The complete system as used in competitive evaluations operates in no less than ten passes over the input data, exploiting more and more detailed models. The initial pass only serves to obtain a rough transcript to provide input for adapting acoustic models, while the following passes generate bigram word lattices which are expanded using 4-gram language models and rescored using models that are differently trained, for example on varying training data .
Each pass normally outputs both a first-best result and a word-graph: the latter is used to constrain the search space for subsequent stages, and allows for output combination of several complementary models. Depending on the constraints in terms of processing time, the system complexity is usually increased by the number of passes, with gains in later passes that tend however to decrease with the number of passes. Recently, a major achievement has been the design of a real-time version of the ASR system, keeping up with a speaker’s production rate.

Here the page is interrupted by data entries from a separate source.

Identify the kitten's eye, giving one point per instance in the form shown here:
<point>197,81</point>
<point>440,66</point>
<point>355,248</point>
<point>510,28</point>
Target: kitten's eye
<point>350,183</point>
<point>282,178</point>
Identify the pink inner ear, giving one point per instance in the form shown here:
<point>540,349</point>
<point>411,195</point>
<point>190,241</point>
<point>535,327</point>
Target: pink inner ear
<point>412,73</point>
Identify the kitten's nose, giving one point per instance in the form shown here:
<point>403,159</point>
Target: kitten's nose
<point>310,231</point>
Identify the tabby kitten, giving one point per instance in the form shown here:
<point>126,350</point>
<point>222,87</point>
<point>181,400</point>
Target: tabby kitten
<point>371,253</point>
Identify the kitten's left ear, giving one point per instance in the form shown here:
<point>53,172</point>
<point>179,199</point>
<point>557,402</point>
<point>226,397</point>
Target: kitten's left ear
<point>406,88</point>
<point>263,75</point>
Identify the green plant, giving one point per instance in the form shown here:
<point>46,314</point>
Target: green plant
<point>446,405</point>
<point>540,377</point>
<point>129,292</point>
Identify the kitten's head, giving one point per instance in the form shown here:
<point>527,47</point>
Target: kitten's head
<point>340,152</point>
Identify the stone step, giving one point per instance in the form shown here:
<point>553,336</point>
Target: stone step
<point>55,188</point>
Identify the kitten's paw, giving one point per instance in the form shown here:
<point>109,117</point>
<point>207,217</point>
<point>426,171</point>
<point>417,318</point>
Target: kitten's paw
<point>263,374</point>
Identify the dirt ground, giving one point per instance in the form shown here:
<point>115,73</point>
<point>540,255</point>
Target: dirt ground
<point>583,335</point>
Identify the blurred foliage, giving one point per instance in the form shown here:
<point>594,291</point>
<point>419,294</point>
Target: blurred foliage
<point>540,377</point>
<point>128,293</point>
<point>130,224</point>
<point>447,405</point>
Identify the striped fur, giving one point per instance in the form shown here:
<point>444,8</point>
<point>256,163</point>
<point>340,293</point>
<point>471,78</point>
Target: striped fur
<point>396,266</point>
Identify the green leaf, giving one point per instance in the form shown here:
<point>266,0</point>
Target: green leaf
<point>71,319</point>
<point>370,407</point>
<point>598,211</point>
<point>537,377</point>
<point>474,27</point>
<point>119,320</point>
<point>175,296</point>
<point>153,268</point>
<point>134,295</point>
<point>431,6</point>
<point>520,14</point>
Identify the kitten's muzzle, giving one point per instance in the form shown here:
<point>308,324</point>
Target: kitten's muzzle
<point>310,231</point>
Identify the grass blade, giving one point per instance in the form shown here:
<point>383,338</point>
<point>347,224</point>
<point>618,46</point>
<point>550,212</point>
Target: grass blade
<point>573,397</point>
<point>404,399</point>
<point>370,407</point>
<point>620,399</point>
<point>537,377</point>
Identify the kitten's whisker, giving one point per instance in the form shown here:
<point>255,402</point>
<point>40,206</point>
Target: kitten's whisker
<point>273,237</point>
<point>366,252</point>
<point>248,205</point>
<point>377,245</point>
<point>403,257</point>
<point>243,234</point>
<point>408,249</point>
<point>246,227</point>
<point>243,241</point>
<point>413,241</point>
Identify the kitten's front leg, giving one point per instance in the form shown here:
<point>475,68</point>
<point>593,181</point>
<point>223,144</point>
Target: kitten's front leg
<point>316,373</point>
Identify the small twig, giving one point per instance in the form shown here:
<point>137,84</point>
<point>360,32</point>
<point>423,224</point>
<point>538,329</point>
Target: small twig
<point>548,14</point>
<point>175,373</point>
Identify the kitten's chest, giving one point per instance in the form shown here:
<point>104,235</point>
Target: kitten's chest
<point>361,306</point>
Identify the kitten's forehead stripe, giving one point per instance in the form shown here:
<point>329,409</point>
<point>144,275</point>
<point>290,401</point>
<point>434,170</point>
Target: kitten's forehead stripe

The performance of the complete non-real-time system reaches about 25% word error rate on signals from individual head-mounted microphones, an extremely competitive performance assessed in international evaluation campaigns. Accuracy and speed are especially important for commercial applications such as those targeted by Koemei, a young Idiap spin-off. In complete applications though (besides pure dictation systems), the ASR system is in reality only the first processing step of content extraction from spoken conversations, which includes other stages such as diarization, named entity recognition, syntactic chunking, dialogue act segmentation and classification, topic segmentation, and summarization. All these aspects of content extraction contribute to facilitate search in multimedia recordings of events such as conferences, a capacity that is put to work in another Idiap spin-off called Klewel. To improve the utility of ASR for these analyses, future objectives include improving the robustness, speed, and accuracy of the system, as well as dealing with larger or more flexible vocabularies of recognizable words. The addition of new languages, in particular Swiss national ones, is also under work.Application of ASR to a “virtual secretary”
A very large number of more user-oriented applications have been considered for automatic speech recognition, from dictation-based interfaces replacing keyboards to search-and-retrieval from spoken archives and to human-computer voice-based dialogue. In current work at Idiap, we are also paying particular attention to the integration of content extraction modules into several types of meeting assistants, which are systems that can help meeting participants with various tasks, in close-to real-time (in some cases, delays of several seconds or even minutes may be acceptable). In particular, Idiap has been working on an application of real-time ASR to design a speech-based document retrieval system called the “Automatic Content Linking Device”, but often referred to as a “virtual secretary”.
This prototype answers the well-known need for information access as a secondary activity, for instance at a time when users are involved in a principal activity that does not allow them to use a traditional search interface (with a keyboard, mouse, and display), and does not even allow them to concentrate fully on initiating a search. Such a particular need for secondary search arises during meetings. Often people need further information during a meeting (e.g., previous meeting minutes, Google search results, etc), but they cannot lay their hands on it, at least not during the meeting itself, because searching would require an interruption of the discussion. And yet, producing the right piece of information at the right time can change the course of a meeting.A careful listener
The Automatic Content Linking Device answers this need by listening to a meeting and searching quietly in the background for the most relevant documents and past meeting segments from a multimedia database, or from the Web. The past meeting segments are made available thanks to offline speech recognition, and the documents include past reports, emails, or presentation slides. The system performs searches at regular intervals over the multimedia databases, with a search criterion that is constructed based on the words that it recognizes automatically from the ongoing discussion using real-time ASR.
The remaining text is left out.